Telemedicina: la sanità a km zero
Global Health Telemedicine Onlus è un’invenzione tutta italiana che nasce da una costola del Programma Dream e, in soli due anni, ha consentito di eseguire più di 3.000 teleconsulti dando consigli diagnostici e terapeutici nei luoghi più remoti dell'Africa.
Come succede spesso, i progetti non nascono mai per caso ma sempre dall’incontro con una persona, una realtà o un’esigenza concreta. «Fu la storia di un bambino a suggerirmi l’idea», racconta Michelangelo Bartolo, medico angiologo e segretario generale di Ght. «Mi trovavo nel centro Dream di Arusha e conobbi un ragazzino di sette anni con una emi-paresi cerebrale che gli impediva di camminare e parlare. Probabilmente era stata la malaria a provocarla. La madre aveva con sé una Tac, arrotolata e senza referto. L’esame in sé diceva ben poco, c’era bisogno di una consulenza specialistica. Con molta difficoltà fotografai la Tac e la inviai a uno specialista. In Africa non c’è l’abitudine di chiedere l’opinione di uno specialista, men che meno era possibile collocarne uno in ogni centro. La difficoltà di leggere quel referto mi suggerì un modo per mettere in contatto i centri con degli specialisti».

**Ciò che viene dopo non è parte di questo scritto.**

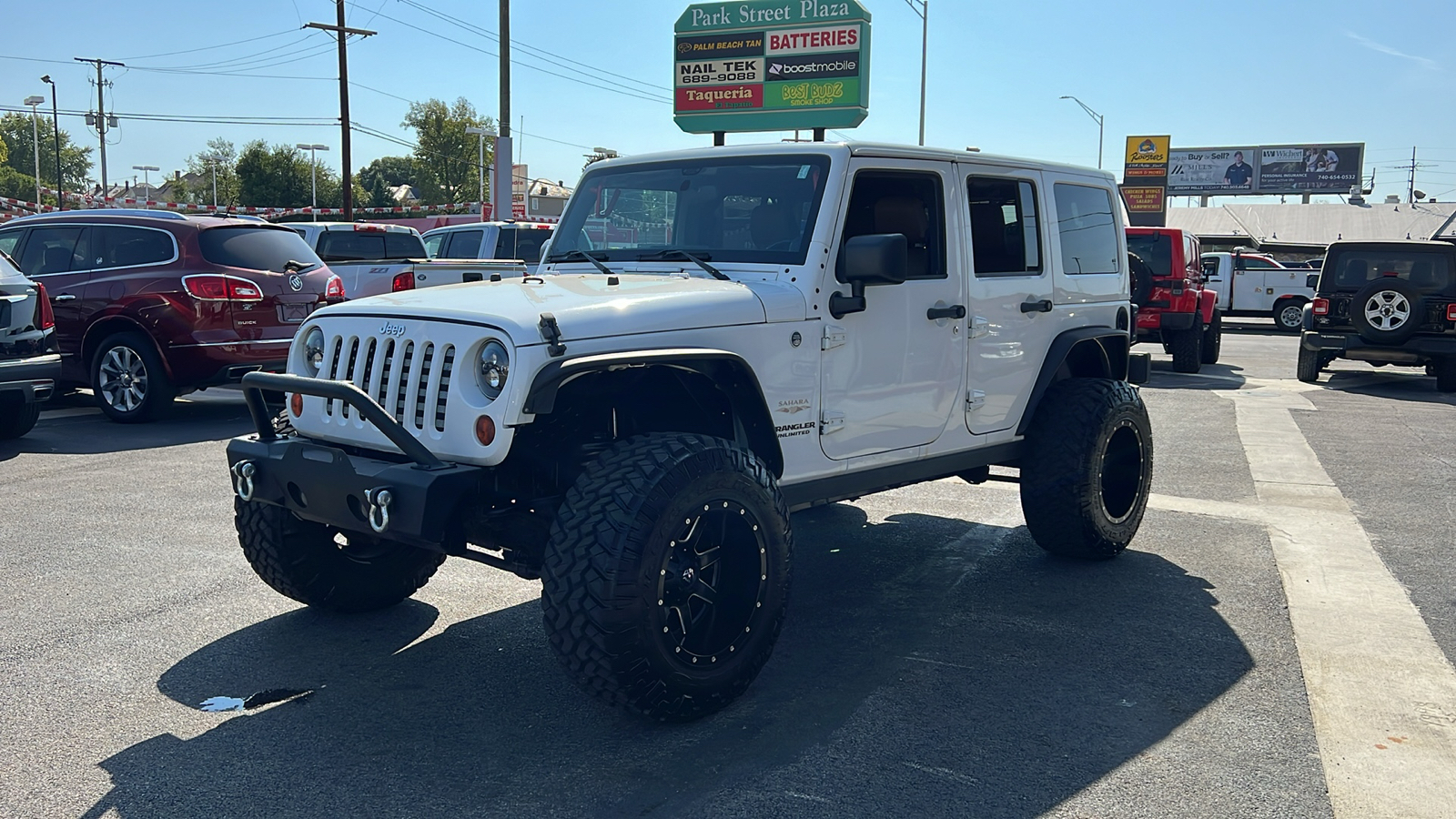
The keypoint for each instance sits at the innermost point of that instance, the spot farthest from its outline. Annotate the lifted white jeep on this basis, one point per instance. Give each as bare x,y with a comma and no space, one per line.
718,339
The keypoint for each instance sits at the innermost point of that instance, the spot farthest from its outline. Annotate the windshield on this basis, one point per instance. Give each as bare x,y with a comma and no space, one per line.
1155,249
255,248
757,208
1350,270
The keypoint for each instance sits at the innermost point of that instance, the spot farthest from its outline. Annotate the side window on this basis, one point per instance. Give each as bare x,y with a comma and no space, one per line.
900,201
1087,228
1005,238
51,249
114,245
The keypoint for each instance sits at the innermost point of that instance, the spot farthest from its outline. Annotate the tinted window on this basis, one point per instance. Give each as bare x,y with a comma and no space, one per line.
53,249
895,201
1087,228
463,245
1004,227
255,248
116,245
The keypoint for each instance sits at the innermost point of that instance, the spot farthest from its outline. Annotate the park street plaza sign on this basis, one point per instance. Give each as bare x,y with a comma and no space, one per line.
771,66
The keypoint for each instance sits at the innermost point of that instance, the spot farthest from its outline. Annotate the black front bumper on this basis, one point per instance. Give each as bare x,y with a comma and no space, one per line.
325,484
1350,346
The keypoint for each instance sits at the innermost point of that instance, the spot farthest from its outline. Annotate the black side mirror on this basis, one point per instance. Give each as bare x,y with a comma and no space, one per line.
875,258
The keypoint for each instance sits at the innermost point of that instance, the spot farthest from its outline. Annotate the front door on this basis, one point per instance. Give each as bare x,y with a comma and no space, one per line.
1012,319
893,373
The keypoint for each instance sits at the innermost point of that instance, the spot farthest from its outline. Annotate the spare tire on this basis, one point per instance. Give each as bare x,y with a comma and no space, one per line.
1387,310
1142,276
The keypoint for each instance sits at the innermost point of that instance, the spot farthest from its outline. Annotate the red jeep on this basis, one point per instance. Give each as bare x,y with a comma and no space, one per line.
1172,303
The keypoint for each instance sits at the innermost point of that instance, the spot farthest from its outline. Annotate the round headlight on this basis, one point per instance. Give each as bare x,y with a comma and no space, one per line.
495,366
313,351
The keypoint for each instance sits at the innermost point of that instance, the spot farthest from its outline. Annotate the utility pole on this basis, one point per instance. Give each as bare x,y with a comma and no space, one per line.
501,187
341,34
101,111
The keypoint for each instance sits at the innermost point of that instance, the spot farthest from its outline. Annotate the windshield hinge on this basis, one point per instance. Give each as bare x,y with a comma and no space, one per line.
834,337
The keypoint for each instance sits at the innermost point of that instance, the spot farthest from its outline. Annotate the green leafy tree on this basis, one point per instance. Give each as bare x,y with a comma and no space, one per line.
446,157
18,136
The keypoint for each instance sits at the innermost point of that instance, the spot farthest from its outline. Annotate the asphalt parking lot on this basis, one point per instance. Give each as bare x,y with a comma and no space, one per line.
935,662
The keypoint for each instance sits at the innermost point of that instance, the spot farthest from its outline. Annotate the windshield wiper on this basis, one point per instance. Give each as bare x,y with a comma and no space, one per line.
683,254
568,256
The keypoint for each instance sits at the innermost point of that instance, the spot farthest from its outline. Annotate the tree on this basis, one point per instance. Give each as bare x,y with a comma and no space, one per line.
446,157
18,136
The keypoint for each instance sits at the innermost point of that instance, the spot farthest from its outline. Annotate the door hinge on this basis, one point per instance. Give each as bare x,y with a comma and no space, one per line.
834,337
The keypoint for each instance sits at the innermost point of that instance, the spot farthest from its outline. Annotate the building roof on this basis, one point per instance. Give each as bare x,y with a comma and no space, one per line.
1315,225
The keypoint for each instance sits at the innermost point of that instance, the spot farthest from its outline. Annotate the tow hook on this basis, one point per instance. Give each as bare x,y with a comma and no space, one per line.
244,472
379,500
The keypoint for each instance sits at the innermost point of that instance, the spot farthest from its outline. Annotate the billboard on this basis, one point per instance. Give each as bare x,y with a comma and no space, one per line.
771,66
1264,169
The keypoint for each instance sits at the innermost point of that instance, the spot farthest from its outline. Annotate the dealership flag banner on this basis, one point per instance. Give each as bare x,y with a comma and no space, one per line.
771,66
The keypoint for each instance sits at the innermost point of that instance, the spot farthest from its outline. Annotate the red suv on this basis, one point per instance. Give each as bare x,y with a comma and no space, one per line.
150,305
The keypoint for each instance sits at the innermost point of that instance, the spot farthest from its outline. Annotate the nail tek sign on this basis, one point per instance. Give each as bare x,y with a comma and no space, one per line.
771,66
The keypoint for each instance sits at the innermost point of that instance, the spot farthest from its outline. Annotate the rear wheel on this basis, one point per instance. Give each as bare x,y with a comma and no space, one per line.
1088,468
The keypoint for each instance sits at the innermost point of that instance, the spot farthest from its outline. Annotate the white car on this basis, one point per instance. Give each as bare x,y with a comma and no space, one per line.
718,337
28,359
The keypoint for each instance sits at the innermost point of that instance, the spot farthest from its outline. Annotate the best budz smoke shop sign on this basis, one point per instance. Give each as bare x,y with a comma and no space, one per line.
771,66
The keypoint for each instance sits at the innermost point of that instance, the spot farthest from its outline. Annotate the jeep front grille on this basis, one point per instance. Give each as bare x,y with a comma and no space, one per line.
410,380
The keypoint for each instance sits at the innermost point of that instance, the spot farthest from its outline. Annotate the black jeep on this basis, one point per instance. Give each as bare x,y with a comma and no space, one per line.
1385,303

I meriti della Global Health Telemedicine consistono, tra l’altro, nell’aver accorciato le distanze con l’Africa e avviato una nuova forma di cooperazione sanitaria ad alto impatto e a costi contenuti. Il servizio di teleconsulto multispecialistico è attivo in 12 centri sanitari – in Malawi, Mozambico, Tanzania, Congo e Togo – con i quali collabora un team di circa cento specialisti volontari di diverse branche che rispondono nell’arco di sei ore ai quesiti dei loro colleghi africani.
«Di telemedicina parlano in molti ma pochissimi la fanno davvero. E soprattutto pochissimi in una forma che riesce a essere incisiva. Eppure si tratta di un’attività in grado di modificare l’attesa di vita delle persone», ha commentato Gianfranco Gensini, Presidente della Società italiana di Telemedicina, che ha preso parte alla giornata esprimendo parole di incoraggiamento e sostengo ai programmi di medicina digitale.
«Quando si parla di Africa si parla sempre di problemi, di guerre e di fame. Ma c’è anche un’Africa che ci insegna un’altra dimensione del tempo, a vivere, a sognare e a sorridere, anche quando non ce ne sarebbe motivo», ha infine affermato Michelangelo Bartolo, concludendo la presentazione dei suoi due libri Sognando l’Africa in Sol maggiore e La nostra Africa entrambi editi dalla Gangemi, il cui ricavato è interamente devoluto allo sviluppo di programmi di telemedicina in Africa Sub Sahariana.